The most well-known definition was proposed by Johannes Nicolaus Brønsted and Thomas Martin Lowry in 1923, which focuses on the transfer of protons. According to Brønsted-Lowry theory, an acid is a substance that can donate a proton to another substance, which is the base. Conversely, the base is defined as a substance that can accept a proton.
An extension of the acid-base theory was presented by Gilbert N. Lewis in 1923, which includes more substances that do not fall under the Brønsted-Lowry definition. Lewis acid-base theory broadened the concept by suggesting that an acid is not only limited to proton donation but can also be an electron pair acceptor, while a Lewis base is an electron pair donor.
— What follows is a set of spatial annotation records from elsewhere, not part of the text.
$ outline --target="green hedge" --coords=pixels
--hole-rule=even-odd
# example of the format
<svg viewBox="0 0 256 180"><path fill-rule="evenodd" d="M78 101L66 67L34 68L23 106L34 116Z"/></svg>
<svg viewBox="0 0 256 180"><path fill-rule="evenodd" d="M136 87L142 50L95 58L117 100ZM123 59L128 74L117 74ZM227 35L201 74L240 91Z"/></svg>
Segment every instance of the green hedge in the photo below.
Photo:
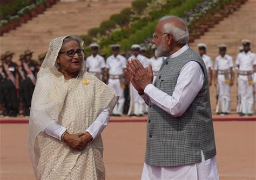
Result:
<svg viewBox="0 0 256 180"><path fill-rule="evenodd" d="M21 9L36 2L36 0L14 0L10 3L1 3L0 20L7 19L8 16L16 15L17 12Z"/></svg>
<svg viewBox="0 0 256 180"><path fill-rule="evenodd" d="M178 3L181 3L182 4L176 6L175 8L171 9L166 13L166 15L174 15L180 17L184 17L185 11L193 9L198 3L203 1L204 0L186 0L185 2L184 1L179 1L179 2L176 2L176 3L177 3L177 5L179 4ZM148 22L146 24L144 24L142 28L139 28L139 25L137 26L137 28L138 28L137 31L134 31L133 33L131 34L127 38L123 39L121 41L117 42L117 44L119 44L121 45L122 50L127 51L130 49L132 45L143 42L146 38L151 37L154 31L154 27L158 21L158 19L156 19ZM135 29L136 28L134 28ZM107 55L110 55L111 54L111 49L109 48L105 48L103 49L103 51Z"/></svg>

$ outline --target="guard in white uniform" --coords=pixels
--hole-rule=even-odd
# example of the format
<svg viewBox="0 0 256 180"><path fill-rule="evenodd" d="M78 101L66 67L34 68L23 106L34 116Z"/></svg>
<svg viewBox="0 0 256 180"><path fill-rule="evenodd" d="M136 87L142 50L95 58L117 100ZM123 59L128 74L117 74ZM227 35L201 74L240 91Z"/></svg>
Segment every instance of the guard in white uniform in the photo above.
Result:
<svg viewBox="0 0 256 180"><path fill-rule="evenodd" d="M214 70L216 75L214 85L218 87L219 92L217 112L219 114L227 114L230 112L230 87L234 84L234 73L232 57L226 54L227 46L219 46L219 55L215 58ZM219 103L221 104L221 111L219 111Z"/></svg>
<svg viewBox="0 0 256 180"><path fill-rule="evenodd" d="M205 66L206 66L208 77L209 79L209 85L212 85L212 61L211 57L206 55L207 46L203 43L199 43L197 45L198 47L198 51L200 56L204 60Z"/></svg>
<svg viewBox="0 0 256 180"><path fill-rule="evenodd" d="M152 69L153 69L153 73L154 74L154 78L153 79L153 83L154 84L154 80L159 73L159 70L164 63L165 59L164 57L157 57L154 55L154 51L156 50L156 46L154 45L151 47L151 49L154 51L154 56L150 59L149 64L151 64Z"/></svg>
<svg viewBox="0 0 256 180"><path fill-rule="evenodd" d="M124 70L126 68L126 59L119 54L120 45L111 45L113 54L106 61L108 85L119 96L118 102L113 110L112 115L123 114L125 102L124 89L125 88Z"/></svg>
<svg viewBox="0 0 256 180"><path fill-rule="evenodd" d="M238 68L238 85L241 98L240 116L253 113L253 79L256 72L256 57L250 51L251 41L242 40L244 51L237 55L235 64Z"/></svg>
<svg viewBox="0 0 256 180"><path fill-rule="evenodd" d="M144 67L149 66L149 59L144 55L139 54L140 46L139 45L133 45L131 47L132 55L129 57L128 61L132 59L137 59ZM130 84L130 102L128 115L130 116L143 116L144 113L145 102L139 95L138 91L132 85Z"/></svg>
<svg viewBox="0 0 256 180"><path fill-rule="evenodd" d="M104 57L98 54L99 45L93 43L90 45L90 47L91 48L92 54L86 60L87 70L103 81L105 79L104 71L106 64Z"/></svg>

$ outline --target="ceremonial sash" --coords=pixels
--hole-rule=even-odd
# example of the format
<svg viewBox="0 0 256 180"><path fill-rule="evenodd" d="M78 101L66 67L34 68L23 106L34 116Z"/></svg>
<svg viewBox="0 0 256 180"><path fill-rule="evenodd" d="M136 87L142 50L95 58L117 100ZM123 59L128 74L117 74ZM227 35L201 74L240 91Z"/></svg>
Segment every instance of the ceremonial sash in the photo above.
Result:
<svg viewBox="0 0 256 180"><path fill-rule="evenodd" d="M22 67L19 67L18 69L19 74L21 75L21 77L22 78L22 80L25 80L25 73L24 73L23 71L22 70Z"/></svg>
<svg viewBox="0 0 256 180"><path fill-rule="evenodd" d="M10 71L9 70L8 65L7 65L7 64L6 64L6 63L4 63L3 64L3 67L4 67L4 70L5 71L5 72L7 74L7 75L8 76L9 79L10 79L11 81L11 82L12 82L12 84L14 84L14 85L15 86L16 85L15 77L14 77L12 73L10 72Z"/></svg>
<svg viewBox="0 0 256 180"><path fill-rule="evenodd" d="M4 72L3 72L3 68L2 67L0 67L0 74L2 75L2 77L3 77L3 78L5 78L5 75Z"/></svg>
<svg viewBox="0 0 256 180"><path fill-rule="evenodd" d="M33 73L32 73L32 71L31 71L30 69L29 69L28 63L25 62L23 62L22 64L23 65L23 67L25 70L26 70L26 73L28 74L28 75L27 75L28 77L29 77L30 80L31 80L32 83L35 85L36 85L36 77L35 77L34 75L33 74Z"/></svg>

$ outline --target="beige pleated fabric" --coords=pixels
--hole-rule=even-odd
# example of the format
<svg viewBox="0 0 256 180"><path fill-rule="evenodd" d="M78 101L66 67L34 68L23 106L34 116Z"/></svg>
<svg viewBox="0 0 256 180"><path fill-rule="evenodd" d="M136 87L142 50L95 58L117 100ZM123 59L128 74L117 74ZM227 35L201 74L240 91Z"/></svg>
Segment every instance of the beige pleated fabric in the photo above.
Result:
<svg viewBox="0 0 256 180"><path fill-rule="evenodd" d="M52 120L70 133L85 132L107 106L111 111L118 99L113 91L86 71L84 62L78 77L65 81L56 60L66 37L52 40L38 74L29 127L33 170L37 179L104 179L100 136L78 151L42 132ZM83 48L83 42L79 41Z"/></svg>

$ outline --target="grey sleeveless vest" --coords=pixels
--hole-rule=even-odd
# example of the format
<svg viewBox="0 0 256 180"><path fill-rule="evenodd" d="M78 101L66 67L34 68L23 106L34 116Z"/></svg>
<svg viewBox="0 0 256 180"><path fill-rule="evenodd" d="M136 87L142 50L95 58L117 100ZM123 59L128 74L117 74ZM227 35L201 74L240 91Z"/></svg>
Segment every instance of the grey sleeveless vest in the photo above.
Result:
<svg viewBox="0 0 256 180"><path fill-rule="evenodd" d="M187 110L173 117L151 102L149 104L145 162L151 165L177 166L201 162L216 155L208 76L201 58L190 48L173 59L167 58L154 85L172 96L182 68L197 62L204 73L203 88Z"/></svg>

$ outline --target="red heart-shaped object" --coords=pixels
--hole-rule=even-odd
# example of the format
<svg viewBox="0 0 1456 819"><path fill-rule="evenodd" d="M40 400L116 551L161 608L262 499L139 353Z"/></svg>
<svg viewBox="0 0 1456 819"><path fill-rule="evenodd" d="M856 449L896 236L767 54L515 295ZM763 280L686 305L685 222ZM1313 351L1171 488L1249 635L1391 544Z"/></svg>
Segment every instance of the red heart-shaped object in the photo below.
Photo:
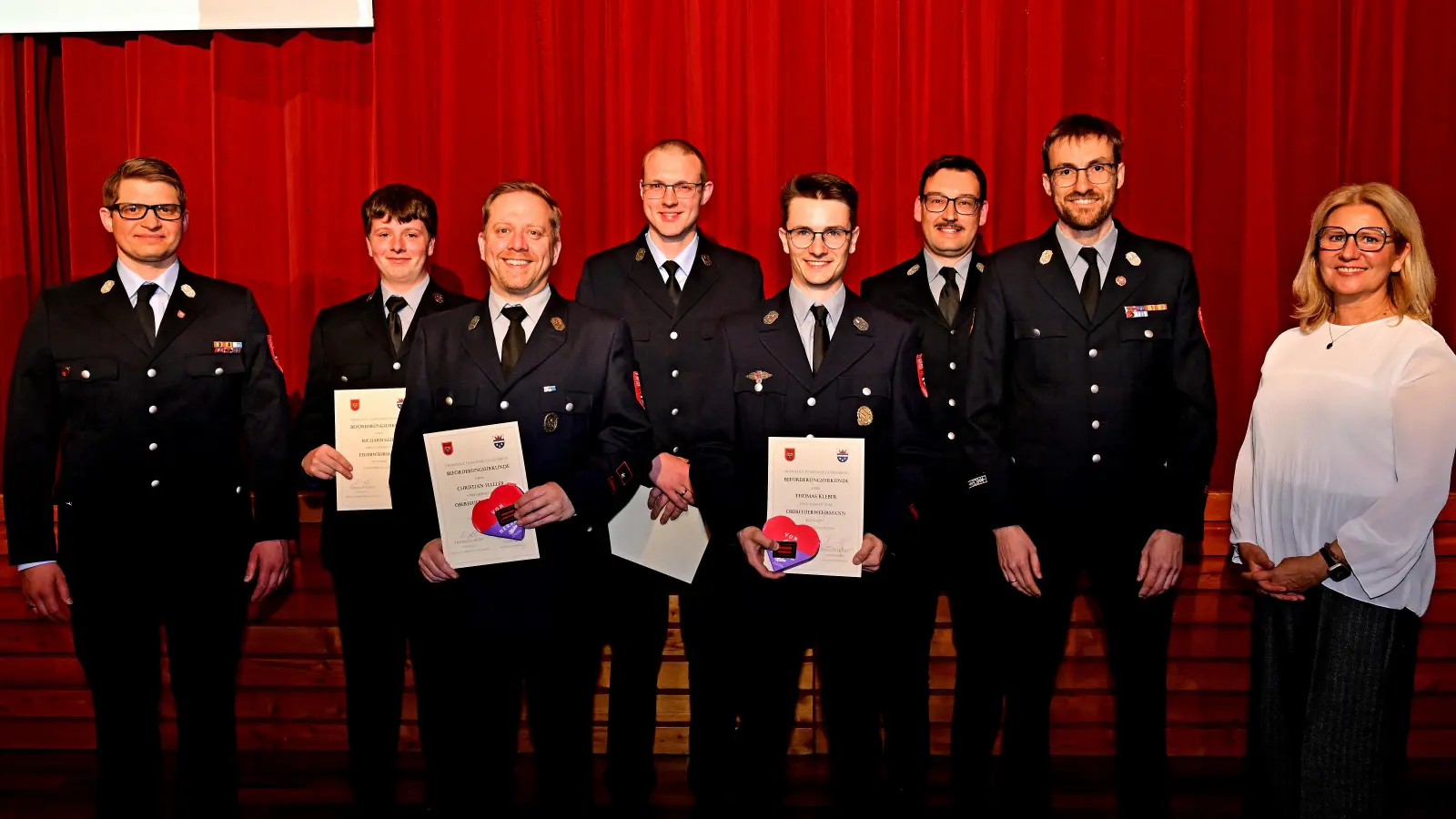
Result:
<svg viewBox="0 0 1456 819"><path fill-rule="evenodd" d="M480 498L476 501L475 509L470 510L470 525L475 526L476 532L485 533L486 529L495 526L495 510L511 506L521 495L526 494L515 484L501 484L495 487L491 497Z"/></svg>
<svg viewBox="0 0 1456 819"><path fill-rule="evenodd" d="M763 533L775 541L794 541L805 557L818 554L818 532L812 526L801 526L788 514L776 514L763 525Z"/></svg>

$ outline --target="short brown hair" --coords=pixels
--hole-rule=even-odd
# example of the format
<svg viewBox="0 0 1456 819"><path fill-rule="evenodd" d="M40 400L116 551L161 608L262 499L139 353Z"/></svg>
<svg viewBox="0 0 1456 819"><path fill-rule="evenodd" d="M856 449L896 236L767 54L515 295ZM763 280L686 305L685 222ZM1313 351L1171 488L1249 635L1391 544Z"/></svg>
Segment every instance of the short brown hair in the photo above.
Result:
<svg viewBox="0 0 1456 819"><path fill-rule="evenodd" d="M703 152L697 150L697 146L695 146L693 143L690 143L687 140L662 140L662 141L657 143L655 146L646 149L646 153L642 154L642 175L644 176L646 175L646 157L652 156L654 153L657 153L660 150L676 150L677 153L681 153L681 154L696 156L697 157L697 163L703 166L703 175L699 179L699 182L706 182L708 181L708 157L703 156Z"/></svg>
<svg viewBox="0 0 1456 819"><path fill-rule="evenodd" d="M1319 229L1325 226L1329 214L1337 208L1367 204L1377 208L1395 232L1395 252L1399 254L1406 246L1411 254L1405 256L1405 264L1399 273L1392 271L1386 280L1386 296L1395 312L1402 318L1409 316L1425 324L1431 324L1431 302L1436 299L1436 267L1425 251L1425 238L1421 235L1421 220L1415 216L1415 205L1405 194L1396 191L1385 182L1366 182L1363 185L1344 185L1329 192L1309 217L1309 239L1305 242L1305 261L1294 274L1294 318L1299 319L1299 329L1310 332L1321 324L1329 321L1335 310L1334 297L1329 287L1319 275Z"/></svg>
<svg viewBox="0 0 1456 819"><path fill-rule="evenodd" d="M1096 140L1112 143L1112 165L1123 165L1123 131L1101 117L1091 114L1067 114L1051 127L1041 140L1041 172L1051 173L1051 144L1057 140Z"/></svg>
<svg viewBox="0 0 1456 819"><path fill-rule="evenodd" d="M561 205L558 205L556 200L553 200L552 195L546 192L546 188L542 188L536 182L527 182L526 179L517 179L514 182L501 182L499 185L491 188L491 192L485 197L485 204L480 205L480 224L482 226L489 224L491 205L495 204L495 200L504 197L505 194L517 194L517 192L536 194L537 197L546 201L546 207L550 208L550 238L552 242L559 242Z"/></svg>
<svg viewBox="0 0 1456 819"><path fill-rule="evenodd" d="M364 216L365 236L368 236L370 230L373 230L374 220L380 219L384 222L419 220L425 226L425 233L430 233L431 239L435 238L435 224L438 224L435 200L430 198L430 194L421 191L419 188L412 188L399 182L384 185L364 200L364 205L360 211Z"/></svg>
<svg viewBox="0 0 1456 819"><path fill-rule="evenodd" d="M779 191L779 205L783 208L783 224L789 226L789 203L794 200L830 200L849 205L849 227L855 227L859 216L859 191L849 179L833 173L799 173Z"/></svg>
<svg viewBox="0 0 1456 819"><path fill-rule="evenodd" d="M111 172L111 176L106 176L106 182L100 187L100 204L116 204L116 189L121 188L121 182L124 179L166 182L167 185L172 185L173 191L178 192L178 204L182 205L182 210L186 210L186 189L182 187L182 176L178 175L175 168L160 159L138 156L118 165L116 169Z"/></svg>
This nuanced understanding demonstrates that while all Brønsted acids are indeed Lewis acids due to their ability to accept electron pairs (through proton donation), there exist Lewis acids that do not qualify as Brønsted acids since they cannot donate a proton.
The most well-known definition was proposed by Johannes Nicolaus Brønsted and Thomas Martin Lowry in 1923, which focuses on the transfer of protons. According to Brønsted-Lowry theory, an acid is a substance that can donate a proton to another substance, which is the base. Conversely, the base is defined as a substance that can accept a proton.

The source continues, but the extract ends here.